Siemens-AUB-Prozess: Bewährungs- und Haftstrafen
Nürnberg/dpa. - Wegen verdeckter Millionenzahlungen an die Arbeitnehmerorganisation AUB ist der frühere Siemens-Zentralvorstand Johannes Feldmayer zu zwei Jahren Haft auf Bewährung verurteilt worden.
Das Landgericht Nürnberg-Fürth sprach ihn am Montag der Untreue und Steuerhinterziehung für schuldig. Feldmayer muss zudem eine Geldstrafe von 28 800 Euro sowie 200 000 Euro an den Staat zahlen. Der ehemaligen AUB-Bundesvorsitzende Wilhelm Schelsky wurde wegen Beihilfe zur Untreue und Steuerhinterziehung zu einer Freiheitsstrafe von viereinhalb Jahren verurteilt. Die Verteidigung beider Verurteilter kündigte Revision gegen das Urteil an.

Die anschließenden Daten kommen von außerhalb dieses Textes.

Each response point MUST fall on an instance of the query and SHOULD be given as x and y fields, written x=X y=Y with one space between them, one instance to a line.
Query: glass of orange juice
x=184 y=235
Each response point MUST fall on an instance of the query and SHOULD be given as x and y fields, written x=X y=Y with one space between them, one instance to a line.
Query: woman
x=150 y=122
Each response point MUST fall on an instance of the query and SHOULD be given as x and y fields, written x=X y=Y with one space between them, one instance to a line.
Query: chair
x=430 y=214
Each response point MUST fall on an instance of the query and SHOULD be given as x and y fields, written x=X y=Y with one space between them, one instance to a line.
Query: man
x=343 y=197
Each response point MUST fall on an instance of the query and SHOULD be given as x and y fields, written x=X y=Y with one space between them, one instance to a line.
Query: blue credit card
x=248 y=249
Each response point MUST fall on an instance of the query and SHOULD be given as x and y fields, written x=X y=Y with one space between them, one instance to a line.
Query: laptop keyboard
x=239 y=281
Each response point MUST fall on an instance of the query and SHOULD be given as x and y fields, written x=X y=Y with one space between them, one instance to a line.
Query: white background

Das Gericht sah es als erwiesen an, dass der Elektrokonzern mit dem an die AUB gezahlten Geld ein Gegengewicht zur IG Metall schaffen wollte. Dabei seien auch «Mitglieder der obersten Siemens- Führungskreise, mindestens aber ein Vorstandsmitglied» beteiligt gewesen, betonte der Vorsitzende Richter Richard Caspar in seiner Urteilsbegründung.

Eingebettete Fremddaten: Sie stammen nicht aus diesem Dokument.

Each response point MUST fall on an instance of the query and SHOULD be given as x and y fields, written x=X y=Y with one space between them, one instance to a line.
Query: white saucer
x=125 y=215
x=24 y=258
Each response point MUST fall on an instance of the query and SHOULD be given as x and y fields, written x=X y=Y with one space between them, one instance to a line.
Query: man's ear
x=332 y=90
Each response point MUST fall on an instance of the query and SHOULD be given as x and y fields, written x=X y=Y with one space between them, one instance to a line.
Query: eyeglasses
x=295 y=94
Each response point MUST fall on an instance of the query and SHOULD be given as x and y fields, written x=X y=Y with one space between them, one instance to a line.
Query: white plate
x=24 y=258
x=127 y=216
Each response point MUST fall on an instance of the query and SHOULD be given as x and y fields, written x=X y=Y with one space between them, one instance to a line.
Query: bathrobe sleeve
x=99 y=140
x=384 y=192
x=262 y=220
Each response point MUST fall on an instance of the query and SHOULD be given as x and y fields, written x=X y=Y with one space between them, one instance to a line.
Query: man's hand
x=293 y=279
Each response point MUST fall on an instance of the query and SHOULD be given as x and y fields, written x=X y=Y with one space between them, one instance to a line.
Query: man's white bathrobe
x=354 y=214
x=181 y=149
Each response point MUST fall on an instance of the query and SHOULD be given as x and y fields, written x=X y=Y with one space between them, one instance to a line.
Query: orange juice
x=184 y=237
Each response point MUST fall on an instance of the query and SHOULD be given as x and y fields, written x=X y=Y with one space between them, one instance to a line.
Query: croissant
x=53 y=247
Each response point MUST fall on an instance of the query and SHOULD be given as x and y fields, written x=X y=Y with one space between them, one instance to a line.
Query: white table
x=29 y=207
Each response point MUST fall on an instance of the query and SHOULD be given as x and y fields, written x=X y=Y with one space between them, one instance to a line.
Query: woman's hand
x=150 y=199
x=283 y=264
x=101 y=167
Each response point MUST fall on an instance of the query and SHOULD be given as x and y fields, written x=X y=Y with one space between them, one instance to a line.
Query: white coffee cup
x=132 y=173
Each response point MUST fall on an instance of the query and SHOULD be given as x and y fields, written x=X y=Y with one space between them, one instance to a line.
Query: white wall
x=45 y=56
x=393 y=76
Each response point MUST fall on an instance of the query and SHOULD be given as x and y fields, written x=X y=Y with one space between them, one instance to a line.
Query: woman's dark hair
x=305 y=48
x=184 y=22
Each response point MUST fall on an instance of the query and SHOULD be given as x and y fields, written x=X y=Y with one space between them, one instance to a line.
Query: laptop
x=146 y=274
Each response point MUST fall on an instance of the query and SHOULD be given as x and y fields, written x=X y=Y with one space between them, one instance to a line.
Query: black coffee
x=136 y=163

Nach Überzeugung des Gerichts hat der Siemens-Konzern mit seiner Unterstützung der AUB zweifelsfrei Betriebsratswahlen beeinflusst und damit mehrfach arbeitgeberfreundliches Verhalten der Betriebsräte sichergestellt. Eine solche Beeinflussung sei ein klarer Verstoß gegen das Betriebsverfassungsgesetz, das das Verhältnis von Arbeitgeber und Arbeitnehmern regelt.

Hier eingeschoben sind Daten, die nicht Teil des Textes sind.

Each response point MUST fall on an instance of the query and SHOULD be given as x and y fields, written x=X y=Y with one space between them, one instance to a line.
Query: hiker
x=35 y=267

«Wir haben den Eindruck gewonnen, dass die AUB- Bundesgeschäftsstelle in Nürnberg bis November 2006 eine Abteilung von Siemens war. Ohne die Finanzierung durch den Konzern wäre die Existenz der AUB nicht zu gewährleisten gewesen», betonte Richter Caspar. Das belege auch die Tatsache, dass vier bis fünf Angestellte in der Zentrale jahrelang direkt von Siemens bezahlt worden seien. Zudem seien Betriebsräte der AUB in Absprache mit Siemens- Führungskräften und der Personalabteilung ausgewählt, aufgebaut und gefördert worden.
Zahlreiche Belege gibt es nach Einschätzung des Gerichts auch für die Feldmayer angelastete Untreue. «Siemens hatte keine messbare, unmittelbare Gegenleistung für die an Schelsky gezahlten 30 Millionen Euro erhalten», betonte der Kammervorsitzende. Zudem habe die Siemensführung, die seit 1990 wegen des Aufbaus eines gewerkschaftlichen Gegengewichts mit Schelsky zusammenarbeitete, seit 1996 nicht mehr kontrolliert, ob die Mittel im Sinne des Unternehmens ausgegeben wurden. Feldmayer habe sogar dafür gesorgt, dass die Zahlungen an Schelsky «vom Radarschirm der Innenrevision genommen wurden», unterstrich Caspar.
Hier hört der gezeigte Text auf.